American businessman

Randall L. W. Caudill (born 1947) is an American businessman. He is the president and founder of Dunsford Hill Capital Partners, a San Francisco-based financial consulting firm serving early stage health care and technology companies.

== Biography ==
Caudill is a native of Harlan, Iowa, where his father was a well known and respected dentist. He graduated from the College of the Holy Cross with a Bachelor of Arts in 1969 and was awarded a Rhodes Scholarship to pursue graduate studies in England at the University of Oxford. As a Rhodes Scholar, he earned a Doctor of Philosophy (D.Phil.) from Worcester College, Oxford, in 1975. His doctoral dissertation was titled, "Some literary evidence of the development of English virtuoso interests in the seventeenth century, with particular reference to the literature of travel". He then returned to the United States and earned a master's degree in public and private management from Yale University.

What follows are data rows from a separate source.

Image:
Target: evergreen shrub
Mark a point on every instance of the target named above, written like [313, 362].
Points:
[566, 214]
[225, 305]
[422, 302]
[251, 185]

Caudill serves on VaxGen board's Audit Committee and Compensation Committee and the Genentech Contract Committee. From 1987 to 1997, Caudill was employed by Prudential Securities, where he established and headed the firm's San Francisco investment banking practice. He also served as head of Prudential's Mergers and Acquisitions Department and co-head of the investment bank.

In 2012 he was appointed Director of PLM International Inc, An equipment leasing company based in San Francisco.